FALL 2007

Olivastri Millenari*

In stillness, I look upon the weathered face
of the Ancient Mother, Tree of Life,
Tomb of Death, Womb of all that is sacred.
4,000 years of wrinkled bark stare back at me.

You call me Daughter, whisper lovingly
in my ear and I cry. The ache I swaddle
in my belly eases at your kindness,
the bitter silence sweetened by your succulent shade.

Lay your head upon my lap, you invite.
I will cradle your weariness,
bless your courage, encourage your soul.

Ancient-Being, dark and deep, your roots burrow into the cold clay,
an anchor. Your strong limbs scoop the sky, uniting Earth
and Heaven, sparking a bridge of blue and green;
the air shimmers as your leafy fingers tickle the wind.

Inside the hollowed cave of your trunk, cobwebs
collect the secrets of insects, weaving stories
my ears long to hear. There, into uterine wood
I crawl, bent in supplication.

My heart calls you, Mama, knows you as home.
My bones remember: You are the Mother of Multitudes.

For thousands of years you escaped the biting blade of dogma,
the harsh axe that sought to silence your heart,
quell your ancient breath.

Guerrilla-tree, you resisted, as defiantly loving
as a Bodhisattva, fierce and untamable,
loyal only to the irrepressible “Yes!”
Crone-tree, you echo, still, the clarion call of the ages:
justice with compassion, mercy, equality, transformation.

Under your delicate sway of grace we pilgrims
come and go, resting beneath your generous bough
in an open field in Sardegna.
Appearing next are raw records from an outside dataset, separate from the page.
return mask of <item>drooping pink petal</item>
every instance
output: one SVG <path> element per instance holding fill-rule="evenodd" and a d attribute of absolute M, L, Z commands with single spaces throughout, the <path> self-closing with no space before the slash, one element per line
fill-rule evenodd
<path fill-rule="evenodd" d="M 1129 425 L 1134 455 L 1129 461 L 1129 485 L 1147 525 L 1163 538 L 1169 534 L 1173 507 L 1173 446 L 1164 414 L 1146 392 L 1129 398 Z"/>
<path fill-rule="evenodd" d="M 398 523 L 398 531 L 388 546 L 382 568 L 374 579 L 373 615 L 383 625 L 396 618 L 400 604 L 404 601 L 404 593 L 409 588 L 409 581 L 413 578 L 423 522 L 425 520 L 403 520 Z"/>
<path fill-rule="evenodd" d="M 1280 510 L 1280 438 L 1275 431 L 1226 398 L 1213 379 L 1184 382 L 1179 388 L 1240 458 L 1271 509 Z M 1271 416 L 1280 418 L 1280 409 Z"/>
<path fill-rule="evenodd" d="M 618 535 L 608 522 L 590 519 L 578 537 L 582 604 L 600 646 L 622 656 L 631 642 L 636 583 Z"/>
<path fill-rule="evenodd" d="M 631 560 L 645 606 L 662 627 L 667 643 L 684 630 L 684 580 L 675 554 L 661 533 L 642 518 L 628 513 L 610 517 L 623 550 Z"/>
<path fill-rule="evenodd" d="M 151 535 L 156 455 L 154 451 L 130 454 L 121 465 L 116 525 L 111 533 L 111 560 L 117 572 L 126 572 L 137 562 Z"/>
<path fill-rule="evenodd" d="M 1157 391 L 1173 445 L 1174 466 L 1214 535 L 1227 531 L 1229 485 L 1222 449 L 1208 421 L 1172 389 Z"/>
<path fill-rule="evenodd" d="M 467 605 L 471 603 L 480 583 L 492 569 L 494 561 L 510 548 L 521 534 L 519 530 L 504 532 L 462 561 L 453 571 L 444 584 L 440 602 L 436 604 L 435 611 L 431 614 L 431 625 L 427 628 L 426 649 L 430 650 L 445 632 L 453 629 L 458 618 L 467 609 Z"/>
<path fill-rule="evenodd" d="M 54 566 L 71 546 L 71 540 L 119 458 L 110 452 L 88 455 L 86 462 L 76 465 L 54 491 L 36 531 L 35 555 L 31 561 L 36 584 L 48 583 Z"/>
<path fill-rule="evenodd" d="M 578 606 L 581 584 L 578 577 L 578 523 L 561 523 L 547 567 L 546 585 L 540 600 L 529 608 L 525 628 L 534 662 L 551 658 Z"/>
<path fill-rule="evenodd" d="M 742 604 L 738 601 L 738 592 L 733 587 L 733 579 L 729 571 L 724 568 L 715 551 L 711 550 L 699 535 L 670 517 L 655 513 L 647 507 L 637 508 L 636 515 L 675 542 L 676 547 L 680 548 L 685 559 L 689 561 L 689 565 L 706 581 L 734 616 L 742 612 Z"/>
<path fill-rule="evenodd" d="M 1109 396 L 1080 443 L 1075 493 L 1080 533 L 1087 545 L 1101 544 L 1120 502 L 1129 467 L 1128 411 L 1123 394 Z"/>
We are held fast,
witnessed by the all-seeing eyes of sky and soil.

Beside you, we gather, large and small, wounded souls,
welcomed home to wholeness, at long last
reunited with so many things lost along the way.
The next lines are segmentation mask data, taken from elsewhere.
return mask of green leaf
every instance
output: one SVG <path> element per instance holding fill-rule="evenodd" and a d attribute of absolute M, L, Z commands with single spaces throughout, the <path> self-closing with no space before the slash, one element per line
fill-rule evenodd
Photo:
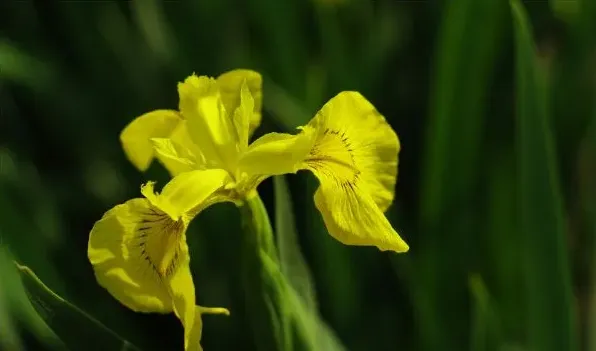
<path fill-rule="evenodd" d="M 577 350 L 563 204 L 532 29 L 519 0 L 511 1 L 515 34 L 517 161 L 521 244 L 525 255 L 527 333 L 531 350 Z"/>
<path fill-rule="evenodd" d="M 20 50 L 6 40 L 0 40 L 0 78 L 43 91 L 53 79 L 53 67 Z"/>
<path fill-rule="evenodd" d="M 292 350 L 291 313 L 267 209 L 259 196 L 240 207 L 242 280 L 247 314 L 260 350 Z"/>
<path fill-rule="evenodd" d="M 596 351 L 596 99 L 593 100 L 592 124 L 580 151 L 580 194 L 583 213 L 587 222 L 586 244 L 591 257 L 590 289 L 587 313 L 587 350 Z"/>
<path fill-rule="evenodd" d="M 553 13 L 562 20 L 572 21 L 580 8 L 581 0 L 550 0 Z"/>
<path fill-rule="evenodd" d="M 78 307 L 56 295 L 31 269 L 16 263 L 33 307 L 71 350 L 139 350 Z"/>
<path fill-rule="evenodd" d="M 280 186 L 276 185 L 276 188 L 279 189 Z M 284 196 L 289 198 L 287 193 Z M 279 196 L 276 197 L 279 200 Z M 289 207 L 285 208 L 291 211 Z M 240 210 L 246 238 L 242 261 L 244 289 L 258 348 L 285 351 L 344 350 L 331 329 L 320 319 L 313 301 L 307 304 L 304 296 L 301 296 L 302 293 L 296 292 L 288 277 L 282 272 L 285 265 L 285 271 L 295 274 L 296 262 L 298 267 L 301 266 L 298 272 L 306 269 L 298 247 L 285 240 L 284 259 L 291 257 L 291 264 L 280 264 L 269 215 L 260 197 L 246 200 Z M 288 213 L 281 218 L 286 221 L 289 218 Z M 282 225 L 283 228 L 287 226 L 293 227 L 293 223 Z M 295 237 L 290 240 L 296 241 Z M 298 251 L 292 252 L 293 250 Z M 305 288 L 305 280 L 310 281 L 304 277 L 298 280 L 302 284 L 300 289 L 312 291 L 307 295 L 314 296 L 312 283 L 309 283 L 310 287 L 307 285 Z"/>
<path fill-rule="evenodd" d="M 300 251 L 294 223 L 292 199 L 283 176 L 274 177 L 275 232 L 281 271 L 308 309 L 316 310 L 317 299 L 312 275 Z"/>
<path fill-rule="evenodd" d="M 346 350 L 333 330 L 321 320 L 316 310 L 306 305 L 279 265 L 268 256 L 263 257 L 263 270 L 271 280 L 277 282 L 277 291 L 284 296 L 285 320 L 291 321 L 292 330 L 287 329 L 286 332 L 293 331 L 292 346 L 286 345 L 283 350 Z"/>
<path fill-rule="evenodd" d="M 495 59 L 503 46 L 507 4 L 501 0 L 444 2 L 420 181 L 419 230 L 412 296 L 421 349 L 467 347 L 467 270 L 481 230 L 477 196 L 486 154 L 485 121 Z M 466 243 L 466 245 L 462 245 Z M 416 243 L 413 243 L 415 246 Z M 459 259 L 453 260 L 454 252 Z M 449 262 L 449 264 L 445 264 Z M 448 286 L 449 289 L 445 289 Z"/>
<path fill-rule="evenodd" d="M 513 132 L 513 131 L 512 131 Z M 513 136 L 513 134 L 511 133 Z M 523 340 L 525 299 L 519 293 L 525 276 L 520 271 L 524 251 L 520 247 L 517 203 L 517 167 L 513 143 L 491 155 L 486 225 L 483 230 L 488 252 L 484 257 L 491 293 L 498 304 L 502 334 L 507 340 Z"/>
<path fill-rule="evenodd" d="M 492 298 L 482 280 L 482 277 L 473 274 L 469 278 L 470 292 L 472 293 L 472 351 L 499 350 L 498 323 Z"/>
<path fill-rule="evenodd" d="M 297 327 L 306 333 L 313 350 L 345 350 L 333 330 L 319 316 L 314 282 L 302 256 L 295 229 L 292 200 L 283 176 L 274 178 L 275 232 L 281 271 L 290 294 Z"/>
<path fill-rule="evenodd" d="M 0 240 L 2 233 L 0 232 Z M 21 324 L 52 350 L 64 349 L 60 339 L 39 317 L 23 288 L 12 255 L 0 246 L 0 349 L 23 350 L 17 326 Z"/>
<path fill-rule="evenodd" d="M 284 131 L 293 131 L 312 117 L 298 99 L 279 86 L 271 78 L 263 76 L 263 109 Z M 314 115 L 314 114 L 313 114 Z"/>
<path fill-rule="evenodd" d="M 482 152 L 487 92 L 499 48 L 502 1 L 446 3 L 426 133 L 422 222 L 436 222 L 455 200 L 468 198 Z"/>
*English translation: The ancient olive tree

Author’s note: I wrote this poem after visiting this ancient tree, the precursor to the olive, while on a Dark Mother study tour in Sardinia led by Lucia Chiavola Birnbaum in 2004. Though the tree was not on the group’s itinerary, some of us noticed a photo and an accompanying article about this ancient being, posted on a bulletin board in the hotel lobby where we stayed. The story said that the tree is thought to be between 3000 and 4000 years old and the foremother of the modern olive tree. Knowing that the ancients believed trees to be the body of the Mother/Goddess, we knew instantly we had to make a pilgrimage. The next morning our group detoured from the itinerary schedule to visit the tree, paying homage to her.